Evaluating LLMs playing text adventures

What we’ll do is set a low-ish turn limit and see how much they manage to accomplish in that time.1 Another alternative for more linear games is running them multiple times with a turn limit and seeing how often they get past a particular point within that turn limit.

Given how much freedom is offered to players of text adventures, this is a difficult test. It’s normal even for a skilled human player to immerse themselves in their surrounding rather than make constant progress. I wouldn’t be surprised if I got a score of zero if someone plopped me down in front of this test. But still, maybe it’s the best we can do with limited resources.2 Another idea is to give them a far-off goal and then somehow have them request hints when they are stuck, and count how many hints they need to get there. However, given how little they used hints given in the previous article, I doubt this would work very well either.

What we’ll do is define a set of achievements for a game. These achievements will be clustered around the first few turns of the game, because we’ll only give the llm a few turns to earn them. Here’s an example for 9:05.

TURN_LIMIT 40 ANSWER_PHONE Click. EXIT_BED You get out of bed. OPEN_DRESSER revealing some clean ENTER_BATHROOM far from luxurious REMOVE_SOILED You take off the soiled REMOVE_WATCH You take off the watch ENTER_SHOWER dawdle WEAR_CLEAN You put on the clean OPEN_FRONT You open the front UNLOCK_CAR Unlocked. ENTER_CAR Las Mesas OPEN_WALLET open the wallet CARD_SLOT green LED lights

It should be fairly clear how this works: the TURN_LIMIT specifies how many turns the llm has to collect achievements. Every line other than that specifies an achievement: the name is on the left, and it counts as earned when the game prints the text on the right. The llm knows nothing of these achievements. It tries to get through the game and in the background we use the achievements to count how far it gets.

It might seem like the turn limit must be calibrated such that a score of 100 % is possible, but that’s not the case. Many of the games we are going to test with have branching already at the start, such that the achievements need to cover multiple branches, and it’s impossible to go through all branches within the turn limit. What we do need to be careful about is making sure the number of achievements in each branch is roughly the same, otherwise models that are lucky and go down an achievement-rich path will get a higher score. Thanks to this, the score we get out of this test is a relative comparison between models, not an absolute measure of how well the llm s play text adventures. We have already established that they don’t do it very well, and we can’t be more nuanced than that without paying for a lot of eval tokens.

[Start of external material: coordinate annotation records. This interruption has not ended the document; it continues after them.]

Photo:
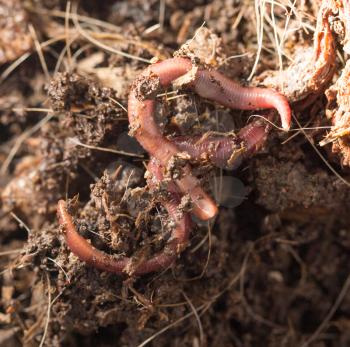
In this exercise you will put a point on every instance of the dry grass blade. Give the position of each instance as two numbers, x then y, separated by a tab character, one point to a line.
161	331
195	313
103	149
99	44
40	52
260	14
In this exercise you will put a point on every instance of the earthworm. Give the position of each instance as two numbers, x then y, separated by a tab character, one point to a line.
125	265
224	150
209	84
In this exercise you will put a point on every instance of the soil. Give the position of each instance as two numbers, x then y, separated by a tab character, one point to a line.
270	270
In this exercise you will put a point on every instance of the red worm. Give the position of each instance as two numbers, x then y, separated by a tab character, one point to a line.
209	84
124	265
226	151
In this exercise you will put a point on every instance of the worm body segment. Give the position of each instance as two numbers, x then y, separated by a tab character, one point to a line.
100	260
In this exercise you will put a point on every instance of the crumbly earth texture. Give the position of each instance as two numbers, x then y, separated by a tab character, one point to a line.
271	271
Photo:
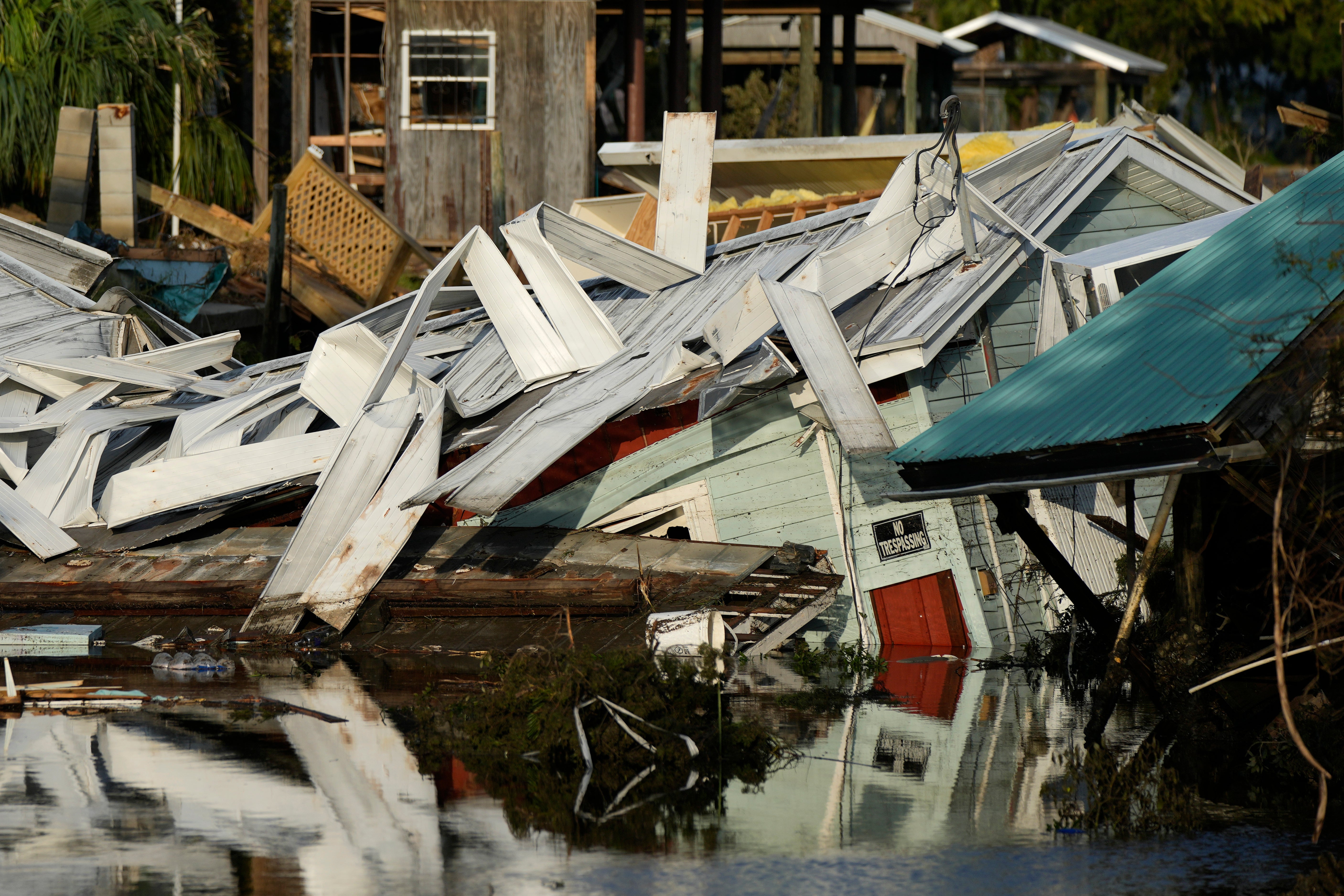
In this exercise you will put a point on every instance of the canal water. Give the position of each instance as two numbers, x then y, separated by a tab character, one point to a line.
940	794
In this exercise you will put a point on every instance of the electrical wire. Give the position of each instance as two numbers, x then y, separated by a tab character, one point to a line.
947	139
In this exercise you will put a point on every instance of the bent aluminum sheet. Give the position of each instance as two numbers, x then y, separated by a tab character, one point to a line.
343	494
62	463
17	271
195	424
533	344
846	398
32	526
587	332
374	541
599	250
491	478
199	479
343	367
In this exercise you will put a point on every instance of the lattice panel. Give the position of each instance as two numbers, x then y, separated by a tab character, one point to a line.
339	230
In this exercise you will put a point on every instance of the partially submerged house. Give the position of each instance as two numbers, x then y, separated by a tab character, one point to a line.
1195	374
720	457
742	394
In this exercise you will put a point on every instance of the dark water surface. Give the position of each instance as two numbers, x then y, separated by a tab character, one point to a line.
940	794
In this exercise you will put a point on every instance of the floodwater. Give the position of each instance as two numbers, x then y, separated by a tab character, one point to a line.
940	794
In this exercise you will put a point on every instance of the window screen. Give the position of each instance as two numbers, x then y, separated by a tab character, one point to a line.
448	81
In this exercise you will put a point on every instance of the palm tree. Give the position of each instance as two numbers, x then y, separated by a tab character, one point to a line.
84	53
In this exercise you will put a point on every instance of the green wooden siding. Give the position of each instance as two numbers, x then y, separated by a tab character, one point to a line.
765	491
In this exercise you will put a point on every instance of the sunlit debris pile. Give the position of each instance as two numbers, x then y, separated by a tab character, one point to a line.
109	430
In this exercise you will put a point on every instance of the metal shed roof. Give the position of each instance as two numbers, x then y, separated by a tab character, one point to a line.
1062	37
1177	351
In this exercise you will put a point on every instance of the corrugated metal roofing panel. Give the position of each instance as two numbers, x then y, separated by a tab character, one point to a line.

We might consider making some moves not count toward the turn limit, for example erroneous commands, or examining things – the latter because more powerful models are more methodical and examine more things, and it seems odd to penalise them for this. However, in the end, examining things is probably part of what allows the more powerful models to make further progress (and typing valid commands is part of being good at text adventures), so we won’t give away any moves for free.